Besides, Silicon Valley may obsess over Arrington's site in a way that's unique, but it's never had a monopoly on the industry's news. Independent competitors such as GigaOm and VentureBeat are like TechCrunch without the drama; All Things D, a satellite of the Wall Street Journal run by star tech columnist Walt Mossberg and intrepid reporter Swisher, has a calmer, more buttoned-down feel but breaks lots of scoops of its own. I'm glad they all exist, and I'm relieved that there's only one TechCrunch. But if there were no TechCrunch — or a TechCrunch denuded of Arrington's unpredictable influence, whether he works there or not — I'd be sorry.

Could the ugliness of the last week have been avoided? Maybe. Arrington's April announcement that he was investing again raised eyebrows so briefly that AOL apparently misjudged the CrunchFund's potential for causing lasting trouble. One of the fund's investors, LinkedIn founder Reid Hoffman, even told Swisher that its symbiotic relationship with TechCrunch was why it presented an exciting opportunity. Had the company instead built a wall between TechCrunch and the CrunchFund — starting by calling it something other than "CrunchFund" — the arrangement might have been tenable.

Then again, maybe not. Today's AOL sees itself as being mostly in the business of generating massive amounts of inoffensive content and monetizing the heck out of it ; Arrington's edgy, excitable brainchild was always an anomaly. And even if you believe, as I do, that TechCrunch is trustworthy despite Arrington's investment activities, the CrunchFund, in any form, flunks the even-the-appearance-of-a-conflict-of-interest test.

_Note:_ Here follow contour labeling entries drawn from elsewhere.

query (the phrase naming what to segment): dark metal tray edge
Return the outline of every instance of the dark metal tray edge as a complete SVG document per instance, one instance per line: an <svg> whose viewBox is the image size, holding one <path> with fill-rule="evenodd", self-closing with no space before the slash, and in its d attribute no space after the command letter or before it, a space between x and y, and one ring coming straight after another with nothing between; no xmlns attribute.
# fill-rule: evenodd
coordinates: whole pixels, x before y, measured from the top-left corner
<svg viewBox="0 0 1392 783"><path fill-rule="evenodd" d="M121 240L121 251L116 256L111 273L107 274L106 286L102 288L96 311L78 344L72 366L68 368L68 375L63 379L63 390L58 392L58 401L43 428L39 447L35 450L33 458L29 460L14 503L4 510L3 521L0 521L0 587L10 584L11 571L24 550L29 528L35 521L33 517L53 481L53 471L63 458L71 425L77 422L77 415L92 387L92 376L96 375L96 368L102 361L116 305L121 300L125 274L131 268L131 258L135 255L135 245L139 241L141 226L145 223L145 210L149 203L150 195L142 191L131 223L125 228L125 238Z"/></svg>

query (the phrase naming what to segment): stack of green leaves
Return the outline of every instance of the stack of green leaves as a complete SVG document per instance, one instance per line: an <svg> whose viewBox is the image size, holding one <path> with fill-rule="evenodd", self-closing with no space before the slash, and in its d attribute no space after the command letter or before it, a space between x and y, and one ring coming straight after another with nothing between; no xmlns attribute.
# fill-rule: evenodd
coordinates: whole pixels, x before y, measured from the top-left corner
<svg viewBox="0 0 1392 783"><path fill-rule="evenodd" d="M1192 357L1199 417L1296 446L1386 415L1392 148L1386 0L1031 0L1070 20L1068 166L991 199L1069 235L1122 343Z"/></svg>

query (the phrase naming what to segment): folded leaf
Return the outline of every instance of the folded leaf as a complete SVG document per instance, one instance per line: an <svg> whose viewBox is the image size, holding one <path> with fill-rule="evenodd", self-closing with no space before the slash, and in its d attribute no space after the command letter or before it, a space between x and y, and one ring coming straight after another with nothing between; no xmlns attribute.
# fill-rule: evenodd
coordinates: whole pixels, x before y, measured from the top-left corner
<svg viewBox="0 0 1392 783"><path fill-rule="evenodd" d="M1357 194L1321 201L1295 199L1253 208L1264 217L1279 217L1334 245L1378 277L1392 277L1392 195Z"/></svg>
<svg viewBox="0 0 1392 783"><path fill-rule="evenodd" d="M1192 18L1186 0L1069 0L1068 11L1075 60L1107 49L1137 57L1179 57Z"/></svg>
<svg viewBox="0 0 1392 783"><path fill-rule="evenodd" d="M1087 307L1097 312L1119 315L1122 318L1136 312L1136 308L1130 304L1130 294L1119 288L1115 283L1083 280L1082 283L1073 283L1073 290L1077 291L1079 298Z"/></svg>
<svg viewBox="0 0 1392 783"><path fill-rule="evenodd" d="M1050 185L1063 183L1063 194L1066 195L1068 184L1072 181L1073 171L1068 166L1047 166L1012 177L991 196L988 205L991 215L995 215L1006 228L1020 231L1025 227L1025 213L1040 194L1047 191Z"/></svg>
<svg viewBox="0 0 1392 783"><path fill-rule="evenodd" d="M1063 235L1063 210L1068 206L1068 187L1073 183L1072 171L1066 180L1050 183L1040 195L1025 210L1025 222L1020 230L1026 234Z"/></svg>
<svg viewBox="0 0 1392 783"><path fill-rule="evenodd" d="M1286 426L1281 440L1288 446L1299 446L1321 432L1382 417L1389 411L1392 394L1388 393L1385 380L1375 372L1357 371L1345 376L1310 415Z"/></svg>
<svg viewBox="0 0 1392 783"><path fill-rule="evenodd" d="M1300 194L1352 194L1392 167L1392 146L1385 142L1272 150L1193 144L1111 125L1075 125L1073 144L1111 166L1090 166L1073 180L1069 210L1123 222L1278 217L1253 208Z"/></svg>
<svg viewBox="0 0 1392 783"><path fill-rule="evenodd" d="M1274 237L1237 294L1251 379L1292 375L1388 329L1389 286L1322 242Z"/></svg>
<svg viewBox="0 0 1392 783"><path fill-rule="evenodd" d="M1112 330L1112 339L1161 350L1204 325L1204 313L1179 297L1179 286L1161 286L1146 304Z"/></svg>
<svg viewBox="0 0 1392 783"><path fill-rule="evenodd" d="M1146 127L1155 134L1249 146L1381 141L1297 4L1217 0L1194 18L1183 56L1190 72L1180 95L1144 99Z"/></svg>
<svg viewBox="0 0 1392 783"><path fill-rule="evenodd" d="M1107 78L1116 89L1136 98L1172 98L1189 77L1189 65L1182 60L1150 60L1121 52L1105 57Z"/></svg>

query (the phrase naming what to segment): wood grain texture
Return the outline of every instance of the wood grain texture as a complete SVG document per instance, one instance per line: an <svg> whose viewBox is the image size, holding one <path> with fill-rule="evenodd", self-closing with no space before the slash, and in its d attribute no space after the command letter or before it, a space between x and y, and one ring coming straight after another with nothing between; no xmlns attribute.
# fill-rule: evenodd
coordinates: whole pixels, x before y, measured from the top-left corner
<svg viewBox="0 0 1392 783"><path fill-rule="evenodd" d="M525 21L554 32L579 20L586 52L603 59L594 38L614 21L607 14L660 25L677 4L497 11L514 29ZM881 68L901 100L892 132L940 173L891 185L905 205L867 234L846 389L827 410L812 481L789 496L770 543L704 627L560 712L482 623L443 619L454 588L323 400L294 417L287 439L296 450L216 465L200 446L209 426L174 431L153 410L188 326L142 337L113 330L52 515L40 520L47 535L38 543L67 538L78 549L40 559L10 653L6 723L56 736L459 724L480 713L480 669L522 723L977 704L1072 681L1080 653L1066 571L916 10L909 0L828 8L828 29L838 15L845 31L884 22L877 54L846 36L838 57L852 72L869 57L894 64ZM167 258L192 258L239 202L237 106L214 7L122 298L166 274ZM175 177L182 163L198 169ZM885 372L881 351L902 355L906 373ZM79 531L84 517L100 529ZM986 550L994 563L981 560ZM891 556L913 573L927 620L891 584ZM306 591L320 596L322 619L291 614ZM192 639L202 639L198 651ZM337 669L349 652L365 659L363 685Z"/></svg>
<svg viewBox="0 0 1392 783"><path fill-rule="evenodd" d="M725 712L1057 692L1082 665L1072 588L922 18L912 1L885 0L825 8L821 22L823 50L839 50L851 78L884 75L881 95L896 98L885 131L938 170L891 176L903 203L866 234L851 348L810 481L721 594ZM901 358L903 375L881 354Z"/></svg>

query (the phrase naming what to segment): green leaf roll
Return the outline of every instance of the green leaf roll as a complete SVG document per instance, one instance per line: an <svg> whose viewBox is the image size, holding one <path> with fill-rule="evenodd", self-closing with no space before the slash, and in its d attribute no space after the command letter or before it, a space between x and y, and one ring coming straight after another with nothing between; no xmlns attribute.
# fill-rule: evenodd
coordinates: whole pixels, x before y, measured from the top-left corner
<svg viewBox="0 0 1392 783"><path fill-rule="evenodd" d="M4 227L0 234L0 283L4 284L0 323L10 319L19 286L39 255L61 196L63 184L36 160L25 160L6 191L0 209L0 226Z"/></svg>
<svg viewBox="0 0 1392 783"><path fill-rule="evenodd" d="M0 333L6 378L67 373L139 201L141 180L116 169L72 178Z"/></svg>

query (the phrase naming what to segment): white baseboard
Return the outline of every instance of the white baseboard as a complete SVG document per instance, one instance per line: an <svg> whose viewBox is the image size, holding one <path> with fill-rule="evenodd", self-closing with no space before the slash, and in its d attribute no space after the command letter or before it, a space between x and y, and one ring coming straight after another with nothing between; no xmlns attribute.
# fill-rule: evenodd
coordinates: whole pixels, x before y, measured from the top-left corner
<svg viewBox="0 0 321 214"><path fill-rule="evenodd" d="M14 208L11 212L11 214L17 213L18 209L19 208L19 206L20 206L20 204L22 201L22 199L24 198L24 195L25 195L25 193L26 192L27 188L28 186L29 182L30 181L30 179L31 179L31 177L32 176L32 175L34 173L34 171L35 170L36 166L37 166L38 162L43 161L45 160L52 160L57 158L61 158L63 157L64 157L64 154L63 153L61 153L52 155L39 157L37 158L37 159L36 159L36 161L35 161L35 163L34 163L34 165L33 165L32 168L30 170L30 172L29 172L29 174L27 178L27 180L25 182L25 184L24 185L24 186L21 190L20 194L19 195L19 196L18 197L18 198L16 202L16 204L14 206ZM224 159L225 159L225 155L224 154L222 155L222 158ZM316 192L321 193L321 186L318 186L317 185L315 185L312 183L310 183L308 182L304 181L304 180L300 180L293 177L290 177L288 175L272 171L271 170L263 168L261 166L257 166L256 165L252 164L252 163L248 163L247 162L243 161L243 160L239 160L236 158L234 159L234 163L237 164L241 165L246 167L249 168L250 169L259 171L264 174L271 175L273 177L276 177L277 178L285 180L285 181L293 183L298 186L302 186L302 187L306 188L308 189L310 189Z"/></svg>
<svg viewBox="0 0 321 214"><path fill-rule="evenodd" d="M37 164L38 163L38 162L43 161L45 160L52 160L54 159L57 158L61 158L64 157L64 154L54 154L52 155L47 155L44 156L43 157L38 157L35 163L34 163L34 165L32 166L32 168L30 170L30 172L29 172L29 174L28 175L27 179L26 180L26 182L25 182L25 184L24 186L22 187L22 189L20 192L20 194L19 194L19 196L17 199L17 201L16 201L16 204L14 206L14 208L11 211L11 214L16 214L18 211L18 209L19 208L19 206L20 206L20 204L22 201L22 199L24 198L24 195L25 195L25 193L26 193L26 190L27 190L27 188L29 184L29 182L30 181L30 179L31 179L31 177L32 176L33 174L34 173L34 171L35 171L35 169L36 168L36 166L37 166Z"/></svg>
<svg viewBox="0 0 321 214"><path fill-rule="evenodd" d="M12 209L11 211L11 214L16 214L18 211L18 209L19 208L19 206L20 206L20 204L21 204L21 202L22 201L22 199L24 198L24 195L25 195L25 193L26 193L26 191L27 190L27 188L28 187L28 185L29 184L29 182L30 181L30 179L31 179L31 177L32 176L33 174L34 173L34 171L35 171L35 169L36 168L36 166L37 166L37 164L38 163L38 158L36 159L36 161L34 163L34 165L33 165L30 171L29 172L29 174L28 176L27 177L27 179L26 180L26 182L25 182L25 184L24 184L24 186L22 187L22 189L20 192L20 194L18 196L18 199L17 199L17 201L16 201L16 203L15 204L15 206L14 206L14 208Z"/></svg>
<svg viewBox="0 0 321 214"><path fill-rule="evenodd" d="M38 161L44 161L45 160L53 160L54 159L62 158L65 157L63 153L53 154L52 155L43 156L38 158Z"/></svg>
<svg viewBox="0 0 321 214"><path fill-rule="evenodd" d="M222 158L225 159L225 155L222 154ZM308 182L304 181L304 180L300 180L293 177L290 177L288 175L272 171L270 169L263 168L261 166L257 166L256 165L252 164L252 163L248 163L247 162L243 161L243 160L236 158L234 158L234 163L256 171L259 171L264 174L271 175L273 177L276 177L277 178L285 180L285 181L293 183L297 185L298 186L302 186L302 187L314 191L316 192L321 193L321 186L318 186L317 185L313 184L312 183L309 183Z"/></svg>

Last week, AOL chief Armstrong told the New York Times that "TechCrunch is a different property and they have different standards...We have a traditional understanding of journalism with the exception of TechCrunch, which is different but is transparent about it." Maybe he should have pulled up the 2009 item in which Arrington explained why he was going to stop investing in startups even though he believed doing so didn't impact his site. He called that post "The Rules Apply to Everyone." Then and now, it's a sensible sentiment — and it's as true for an unconventional outfit like TechCrunch as it is for the old-media organizations it so often outperforms.